Posted: Thu, 17 Nov 2005

[miningmx.com] -- FINAL bids are due today (Friday) from the seven contenders short-listed to buy Letseng Diamonds, the entity that owns Lesotho's Letseng Diamond mine.

The bid process is being run by Investec Bank which is intimately involved because of its role in the refinancing of JCI. JCI controls Letseng Diamonds jointly with Matodzi Resources and the Lesotho government.

JCI’s stake in Letseng Holdings - which owns 76% of Letseng Diamonds - sits in the special purpose vehicle (SPV) to which Investec lent R460m. Also in that SPV, are the 200 million preference shares JCI owns in Matodzi which holds 50% of Letseng Holdings.

All the assets in the SPV are pledged as collateral to Investec Bank for the funds it is putting up to refinance JCI.

Investec executive Dennis Tucker - who is running the bid process - declines to name the seven parties that are still in the running for ownership of Letseng.

But market sources believe they are: De Beers; a consortium made up of Royal Bafokeng Resources (RBR), the Industrial Development Corporation and diversified Canadian junior miner Etruscan; Trans Hex; Canadian junior diamond company Aber; a consortium led by Clifford Elphick; a Russian consortium, and a Beny Steinmetz-led consortium.

Elphick was the MD of Oppenheimer family company EO & Son who resigned this year after deciding to go into the diamond business for himself and recruiting a number of De Beers executives to join him.

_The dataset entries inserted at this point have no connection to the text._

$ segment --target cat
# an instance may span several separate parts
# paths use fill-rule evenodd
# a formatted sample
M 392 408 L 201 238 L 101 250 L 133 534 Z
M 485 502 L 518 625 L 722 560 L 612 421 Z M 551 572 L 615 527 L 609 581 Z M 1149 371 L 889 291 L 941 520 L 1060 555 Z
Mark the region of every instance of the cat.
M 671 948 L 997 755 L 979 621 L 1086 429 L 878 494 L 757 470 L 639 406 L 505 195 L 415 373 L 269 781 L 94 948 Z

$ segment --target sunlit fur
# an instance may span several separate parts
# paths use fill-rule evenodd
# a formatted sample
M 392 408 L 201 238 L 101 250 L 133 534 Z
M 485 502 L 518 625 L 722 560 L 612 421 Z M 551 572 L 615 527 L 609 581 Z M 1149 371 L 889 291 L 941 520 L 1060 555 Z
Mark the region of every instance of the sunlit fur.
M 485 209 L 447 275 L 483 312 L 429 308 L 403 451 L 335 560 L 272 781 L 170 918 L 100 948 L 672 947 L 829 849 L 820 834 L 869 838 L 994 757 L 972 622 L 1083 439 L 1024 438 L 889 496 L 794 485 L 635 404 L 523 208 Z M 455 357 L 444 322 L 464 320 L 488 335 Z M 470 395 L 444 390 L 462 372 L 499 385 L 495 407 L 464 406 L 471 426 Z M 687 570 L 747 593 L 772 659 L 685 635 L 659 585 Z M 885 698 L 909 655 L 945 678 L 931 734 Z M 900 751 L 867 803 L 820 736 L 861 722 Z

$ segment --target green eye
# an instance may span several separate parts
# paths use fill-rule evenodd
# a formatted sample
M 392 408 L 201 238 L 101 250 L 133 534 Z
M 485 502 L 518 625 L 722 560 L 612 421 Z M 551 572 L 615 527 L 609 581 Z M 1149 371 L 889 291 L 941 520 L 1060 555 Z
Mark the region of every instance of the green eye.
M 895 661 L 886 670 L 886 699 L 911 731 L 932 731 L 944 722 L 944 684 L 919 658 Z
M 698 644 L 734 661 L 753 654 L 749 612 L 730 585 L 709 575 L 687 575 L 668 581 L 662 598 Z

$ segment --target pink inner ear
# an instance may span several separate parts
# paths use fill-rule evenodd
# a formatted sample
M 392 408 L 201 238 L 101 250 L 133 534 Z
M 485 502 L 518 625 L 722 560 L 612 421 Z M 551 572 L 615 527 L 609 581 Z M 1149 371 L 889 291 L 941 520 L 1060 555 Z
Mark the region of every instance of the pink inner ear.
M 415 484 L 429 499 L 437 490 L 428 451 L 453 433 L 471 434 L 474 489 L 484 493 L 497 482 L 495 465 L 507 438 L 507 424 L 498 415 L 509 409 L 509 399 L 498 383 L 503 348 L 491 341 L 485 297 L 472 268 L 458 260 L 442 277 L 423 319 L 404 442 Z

Steinmetz is predominantly a diamond trader and cutter. Aber owns 40% of Rio Tinto’ s Diavik diamond mine in Canada’s North West Territories.

Apart from the identities of the bidders, the other burning issue is precisely how the sale of Letseng Diamonds will be handled because the logistics are intricately entwined with whatever is going on in the JCI saga.

Letseng is, in fact, one of JCI’s few material assets. One mining industry source points out that it qualifies as "Schedule 1" asset in terms of JSE regulations.

That means JCI is required to publish a circular to shareholders concerning the financial impact of the deal on the company and then win approval for the sale of the asset at a special meeting of shareholders.

As part of that circular to shareholders, JCI would have to publish its latest financial statistics to illustrate the effect of the disposal.

Those corporate governance mechanisms are simply not possible at this stage because of the on-going uncertainty over JCI where, on November 10, CEO Peter Gray announced a further delay in publication of the results for its financial year to end-March 2005.

He said the forensic audit process being carried out was proving more time-consuming than originally anticipated and would be completed only at the end of December. Auditors KPMG would then review the draft financial statement for publication as soon as possible after that.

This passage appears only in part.